Hello. I was involved in a recent discussion concerning unemployment tax liens (commonly referred to as MESC liens). The question was this: Do MESC liens expire? As we in the industry know, most liens have a period of expiration. If the lien holder does not attempt to satisfy the debt within a specified time frame, the right to enforce such lien is lost. State, federal, and construction liens all maintain a period of viability, after which time the lien expires. But there is no obvious statutory expiration for unemployment tax liens filed against nonpaying employers. This elusive expiration period will be the topic of this article.
Arts and crafts:
Employers in Michigan are required to contribute to the federal and state employment security system. The Michigan Unemployment Insurance Agency (UIA) is charged with the collection of monies from employers, as well as the day to day administration of such collections. The UIA was formerly known as the Michigan Employment Security Commission (MESC). The name was changed to the UIA in 2003, but many people still refer to the agency using the old MESC labeling.

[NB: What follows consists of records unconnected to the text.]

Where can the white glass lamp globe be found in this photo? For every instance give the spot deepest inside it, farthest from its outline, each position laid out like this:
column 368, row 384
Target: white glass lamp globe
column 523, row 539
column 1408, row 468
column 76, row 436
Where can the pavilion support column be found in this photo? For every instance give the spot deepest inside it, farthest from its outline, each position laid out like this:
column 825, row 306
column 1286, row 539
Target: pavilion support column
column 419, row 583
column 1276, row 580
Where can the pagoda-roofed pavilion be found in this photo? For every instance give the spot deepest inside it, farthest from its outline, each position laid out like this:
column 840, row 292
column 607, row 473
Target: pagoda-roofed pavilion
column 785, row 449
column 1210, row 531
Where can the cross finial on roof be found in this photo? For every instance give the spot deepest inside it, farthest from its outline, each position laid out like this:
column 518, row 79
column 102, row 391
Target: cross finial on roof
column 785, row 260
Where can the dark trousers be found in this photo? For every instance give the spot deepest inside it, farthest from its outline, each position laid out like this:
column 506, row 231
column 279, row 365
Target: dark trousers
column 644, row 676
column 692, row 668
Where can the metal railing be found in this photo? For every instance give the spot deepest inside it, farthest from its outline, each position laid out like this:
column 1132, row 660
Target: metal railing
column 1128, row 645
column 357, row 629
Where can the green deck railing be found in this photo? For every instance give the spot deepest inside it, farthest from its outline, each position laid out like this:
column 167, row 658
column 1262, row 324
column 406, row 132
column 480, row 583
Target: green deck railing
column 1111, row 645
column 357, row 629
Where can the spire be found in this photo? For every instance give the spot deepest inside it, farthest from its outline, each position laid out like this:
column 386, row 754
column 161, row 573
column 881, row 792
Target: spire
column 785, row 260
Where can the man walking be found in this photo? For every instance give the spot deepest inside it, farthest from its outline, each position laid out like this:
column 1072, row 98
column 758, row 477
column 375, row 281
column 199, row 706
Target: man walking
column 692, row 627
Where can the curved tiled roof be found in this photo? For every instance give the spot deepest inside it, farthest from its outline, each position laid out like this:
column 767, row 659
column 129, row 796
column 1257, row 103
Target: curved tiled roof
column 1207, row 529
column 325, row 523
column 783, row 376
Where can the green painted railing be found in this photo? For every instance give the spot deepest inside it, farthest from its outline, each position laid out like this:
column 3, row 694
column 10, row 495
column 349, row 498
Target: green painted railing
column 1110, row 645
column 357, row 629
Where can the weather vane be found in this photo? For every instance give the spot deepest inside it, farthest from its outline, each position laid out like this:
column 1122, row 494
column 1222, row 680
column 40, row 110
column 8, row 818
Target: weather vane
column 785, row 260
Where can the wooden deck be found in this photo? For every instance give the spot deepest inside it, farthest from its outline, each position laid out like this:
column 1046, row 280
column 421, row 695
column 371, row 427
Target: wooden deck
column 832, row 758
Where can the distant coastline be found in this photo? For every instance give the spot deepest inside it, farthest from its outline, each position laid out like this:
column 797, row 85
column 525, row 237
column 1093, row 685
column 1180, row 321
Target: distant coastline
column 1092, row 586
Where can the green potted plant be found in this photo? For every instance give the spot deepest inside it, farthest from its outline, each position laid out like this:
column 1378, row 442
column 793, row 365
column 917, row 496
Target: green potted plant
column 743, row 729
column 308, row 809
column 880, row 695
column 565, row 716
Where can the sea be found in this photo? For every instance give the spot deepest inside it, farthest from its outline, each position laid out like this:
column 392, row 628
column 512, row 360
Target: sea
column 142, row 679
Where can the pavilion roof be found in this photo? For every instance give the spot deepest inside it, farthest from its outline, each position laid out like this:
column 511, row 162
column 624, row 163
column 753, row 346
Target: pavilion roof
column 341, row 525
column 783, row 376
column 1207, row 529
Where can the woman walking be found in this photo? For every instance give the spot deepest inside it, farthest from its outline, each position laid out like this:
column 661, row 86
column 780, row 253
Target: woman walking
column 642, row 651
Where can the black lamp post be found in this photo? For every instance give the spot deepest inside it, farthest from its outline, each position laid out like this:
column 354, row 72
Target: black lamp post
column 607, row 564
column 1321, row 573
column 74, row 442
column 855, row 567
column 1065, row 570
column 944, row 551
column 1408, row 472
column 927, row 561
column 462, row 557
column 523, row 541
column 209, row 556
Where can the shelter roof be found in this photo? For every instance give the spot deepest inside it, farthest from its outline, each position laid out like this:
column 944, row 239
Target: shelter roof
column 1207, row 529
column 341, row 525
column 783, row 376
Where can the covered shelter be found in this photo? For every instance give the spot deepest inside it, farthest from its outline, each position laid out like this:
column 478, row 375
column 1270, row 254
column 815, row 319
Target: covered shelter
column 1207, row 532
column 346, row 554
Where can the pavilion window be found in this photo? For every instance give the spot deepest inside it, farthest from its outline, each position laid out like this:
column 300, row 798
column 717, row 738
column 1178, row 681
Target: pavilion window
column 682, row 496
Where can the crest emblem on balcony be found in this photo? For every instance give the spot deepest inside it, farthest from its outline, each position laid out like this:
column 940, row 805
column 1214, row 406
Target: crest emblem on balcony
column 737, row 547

If an employer becomes delinquent on its unemployment taxes, the UIA, pursuant to MCL 421.15(e), will have a lien against all personal and real property of the delinquent entity. The notice of lien shall be effective upon its filing with the register of deeds in which property of the employer is located. The lien continues until the liability for that amount or a judgment arising out of the liability is satisfied or becomes unenforceable by reason of lapse of time.
Section 421.15(e), as written, does NOT provide a statute of limitations concerning the Unemployment Agency lien. However, I would like to focus on the segment "or until it becomes unenforceable by reason of lapse of time." This segment indicates that the Unemployment Agency lien does in fact have a date of termination. But what is the date?
The answer may be found within the Revenue Division of Department of Treasury, Chapter 205 of the Michigan Compiled Laws, commonly referred to as the "Revenue Act." I direct your attention to MCL 205.1, which reads: the department is the agency of this state responsible for the collection of taxes and is responsible for all the following: (g) .... to supervise and control the collection of all past due money and accounts owed to this state or to any officer, department, commission, board, or agency of this state.
Additionally, MCL 205.29(1) states, in part, that taxes administered under this act shall be a lien in favor of this state for a period of 7 years, and may be extended for an additional 7 years if a refiling is made within 6 months prior to the expiration of the original 7 year period.
It seems to me that MCL 205.29(1) would be applicable to the UIA tax lien, as well. If the Revenue Division of Department of Treasury sits over the collection of taxes owed to the UIA, the UIA being an agency of the State of Michigan, it seems that a statutory provision contained within the Revenue Act (205.29(1)) would control. Adding to this, the UIA statute (421.15(e)), states that a lien will be unenforceable by reason of "lapse of time."
Currently, the title industry treats UIA liens as if they never expire. This is a very safe and very proper approach. However, the Revenue Act seems to profess that the Revenue Division of the Department of Treasury acts as a "supervisor and controller" of monies owed its numerous agencies. If a lien filed under the Revenue Act expires 7 years after its filing, shouldn't the UIA lien expire after 7 years, as well?
My reading of the statutory provisions had inspired me to write this article. I will continue to pursue this question of expiration of UIA liens until I have an accurate result. I thought some of the readers would find this question interesting. Any input or comments are welcome.